Phase 8 — Resource Loading + Character Encoding + Real Page Loading#
Implement legacy single-byte text encodings in the encoding crate per the WHATWG Encoding Standard.
Requirements#
- Windows-1252 (aka cp1252): the most common legacy Western encoding
- ISO-8859-1 (Latin-1): maps directly to first 256 Unicode codepoints
- ISO-8859-2 through ISO-8859-16: Central/Eastern European, Cyrillic, Greek, Arabic, Hebrew, etc.

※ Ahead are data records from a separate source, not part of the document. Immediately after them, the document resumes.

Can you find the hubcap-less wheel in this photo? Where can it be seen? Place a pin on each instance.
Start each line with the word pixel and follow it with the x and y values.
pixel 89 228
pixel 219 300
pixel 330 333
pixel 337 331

- Windows-874, Windows-1250 through Windows-1258: Windows codepages
- macintosh (Mac OS Roman)
- IBM866, KOI8-R, KOI8-U: Cyrillic encodings
Each single-byte encoding is a 128-entry lookup table mapping bytes 0x80–0xFF to Unicode codepoints (bytes 0x00–0x7F are ASCII).
Implementation#
- Define each encoding as a
[u16; 128]or[char; 128]lookup table (indexed bybyte - 0x80) - Decoder: for bytes < 0x80, use ASCII; for bytes >= 0x80, look up in table
- Unmapped bytes produce U+FFFD (replacement character)
- Register all WHATWG encoding labels as aliases
Acceptance Criteria#
- Windows-1252 and ISO-8859-1 decoders work correctly
- At least 5 additional single-byte encodings implemented
- All WHATWG-specified label aliases map correctly
- No external dependencies, no
unsafe - Unit tests with known byte sequences and expected Unicode output
Dependencies#
Depends on: WHATWG Encoding: UTF-8 and UTF-16 codecs (for the shared Encoding trait/API)